Ah, o tempo…

Ainda jovem, logo que se entendeu como gente, Luis teve os primeiros contatos com carinho familiar. Gostou daquilo.

Ainda jovem, Luis entendeu que tinha um talento natural atlético. Era apenas brincadeira de criança, mas ele já levava a sério.

Ainda jovem, as primeiras competições povoaram a vida de Luis. Eram infantis, mas ele se sentia um adulto, um atleta.

Ainda jovem, Luis quis ir mais longe. Passou a competir em provas de atletismo com atletas mais velhos. E ganhava todas.

Ainda jovem, Luis conheceu uma breve fama. Não sabia o que era, mas gostava.

Ainda jovem, Luis se apaixonou pela primeira vez. A decepção se somou à tristeza de perder uma prova para seu rival estadual. Pensou em desistir.

Ainda jovem, Luis conquistou marcas importantes no atletismo estadual, o credenciando para disputas em nível nacional.

Ainda jovem, Luis começou a namorar. Descobriu a vida com Natália. Altos e baixos, porém uma companheira a qual ele poderia sempre contar.

Ainda jovem, a Confederação Brasileira de Atletismo convidou Luis para ser o representante brasileiro no Mundial que seria disputado dali a dois anos. A preparação passaria por dois campeonatos brasileiros da modalidade.

Ainda jovem, Luis redescobriu a fama. Foi alçado a maior esperança do Brasil no Mundial. Matérias com seu nome estamparam capas de jornais durante os dois anos antes da competição.
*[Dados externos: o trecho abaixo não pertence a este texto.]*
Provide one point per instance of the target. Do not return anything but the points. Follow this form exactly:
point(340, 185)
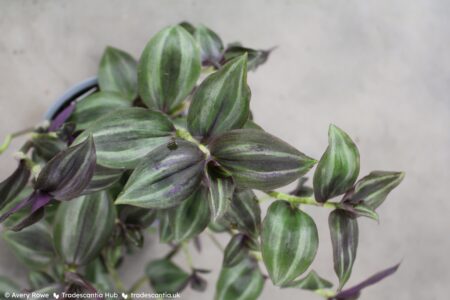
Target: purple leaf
point(62, 117)
point(355, 290)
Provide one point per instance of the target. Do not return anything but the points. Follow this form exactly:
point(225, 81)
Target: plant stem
point(303, 200)
point(137, 285)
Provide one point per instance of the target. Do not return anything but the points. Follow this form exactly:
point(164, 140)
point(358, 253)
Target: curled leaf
point(168, 69)
point(259, 160)
point(338, 167)
point(289, 242)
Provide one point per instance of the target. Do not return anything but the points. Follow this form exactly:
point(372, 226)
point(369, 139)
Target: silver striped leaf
point(123, 137)
point(32, 246)
point(243, 281)
point(344, 240)
point(118, 73)
point(210, 44)
point(191, 217)
point(245, 212)
point(289, 242)
point(67, 174)
point(165, 177)
point(168, 69)
point(259, 160)
point(373, 189)
point(82, 227)
point(338, 167)
point(221, 102)
point(220, 193)
point(95, 106)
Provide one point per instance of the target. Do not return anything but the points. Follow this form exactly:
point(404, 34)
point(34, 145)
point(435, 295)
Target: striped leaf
point(95, 106)
point(221, 102)
point(123, 137)
point(165, 177)
point(235, 251)
point(245, 212)
point(166, 277)
point(191, 217)
point(118, 73)
point(344, 239)
point(103, 178)
point(82, 227)
point(211, 46)
point(259, 160)
point(243, 281)
point(67, 174)
point(289, 242)
point(220, 193)
point(338, 167)
point(14, 184)
point(311, 282)
point(168, 69)
point(373, 189)
point(32, 246)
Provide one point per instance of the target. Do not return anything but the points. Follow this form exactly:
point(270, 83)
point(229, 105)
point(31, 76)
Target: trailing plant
point(151, 147)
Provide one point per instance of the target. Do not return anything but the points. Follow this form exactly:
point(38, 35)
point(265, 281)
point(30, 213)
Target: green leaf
point(243, 281)
point(32, 246)
point(168, 69)
point(11, 187)
point(344, 239)
point(95, 106)
point(221, 102)
point(259, 160)
point(289, 242)
point(311, 282)
point(166, 277)
point(67, 174)
point(123, 137)
point(255, 57)
point(245, 212)
point(235, 251)
point(103, 178)
point(338, 167)
point(118, 73)
point(83, 226)
point(191, 217)
point(211, 46)
point(165, 177)
point(373, 189)
point(220, 193)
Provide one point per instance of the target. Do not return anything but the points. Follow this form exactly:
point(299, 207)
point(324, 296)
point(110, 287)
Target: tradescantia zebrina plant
point(168, 143)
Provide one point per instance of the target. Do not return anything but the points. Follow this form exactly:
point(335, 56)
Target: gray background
point(378, 69)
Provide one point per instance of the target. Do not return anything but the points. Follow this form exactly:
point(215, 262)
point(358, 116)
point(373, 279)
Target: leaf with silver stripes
point(289, 242)
point(211, 46)
point(123, 137)
point(373, 189)
point(221, 102)
point(259, 160)
point(82, 227)
point(243, 281)
point(95, 106)
point(344, 239)
point(165, 177)
point(118, 73)
point(245, 212)
point(191, 217)
point(338, 167)
point(67, 174)
point(168, 69)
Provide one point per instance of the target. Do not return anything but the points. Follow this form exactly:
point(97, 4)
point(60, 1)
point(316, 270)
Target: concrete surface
point(378, 69)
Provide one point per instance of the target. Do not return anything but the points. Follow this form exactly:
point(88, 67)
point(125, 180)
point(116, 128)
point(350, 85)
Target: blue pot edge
point(68, 96)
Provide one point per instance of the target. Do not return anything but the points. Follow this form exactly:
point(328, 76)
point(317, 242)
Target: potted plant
point(147, 145)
Ainda jovem, Luis se seduziu pela vida da fama. Terminou com Natália e foi para a noite. Mulheres e um mundo novo. Experimentou de tudo.

Ainda jovem, Luis partiu para a primeira competição de nível mundial em sua carreira. Toda a expectativa e torcida do país estavam com ele.

Ainda jovem, o império de Luis ruiu. Uma fraude que foi endossada pela sua patrocinadora de calçados para corrida o permitiu ganhar. Descoberta, a farsa acabou com a carreira dele antes mesmo de chegar no Brasil.

Já adulto, Luis chegou ao Brasil com olhares de metralhadora. Ninguém no país a não ser sua família estavam do seu lado.

Já adulto, Luis teve seu rosto colocado em todas as esquinas do país como bode expiatório. Era a vergonha nacional, ninguém mais poderia perdoá-lo.

Já adulto, a vida boêmia que Luis tinha se perdeu. Ninguém mais gostaria de ser visto ao lado dele, tamanha projeção o escândalo teve na imprensa.

Já adulto, Luis abandonou a carreira, não porque quis. A Confederação expulsou ele, e o proibiu de se filiar durante trinta anos. Tempo que não fazia nenhum sentido.

Já adulto, Luis arranjou um emprego em uma empresa de telecomunicações. Preferiu o anonimato, mudando completamente a sua aparência.

Já adulto, Luis se casou com Flávia. Mulher que calhou ao período de vida dele, mas era completamente diferente.

Já adulto, Luis se divorciou de Flávia, e teve o convívio dos filhos limitado a fins de semana. Ao crescer do mais velho, ouviu dele que “preferia mil vezes o padrasto do que a vergonha de andar do seu lado”.

Já adulto, Luis, foi para uma cidade do interior, a qual quase ninguém o conhecia. Foi viver o resto da vida sem querer ser lembrado.

Já idoso, Luis foi relembrado pela imprensa. O caso foi um exemplo de injustiça. O atleta teve 0% de envolvimento no caso da fraude do tênis. Seu técnico, a época já falecido, foi todo o responsável por adulterar seu tênis.

Já idoso, teve muito do reconhecimento de amigos e família novamente. Muitos ligaram, outros o visitaram, mas já não era a mesma coisa.

Faleceu então, um pouco satisfeito, porém angustiado com o que ele poderia ter sido.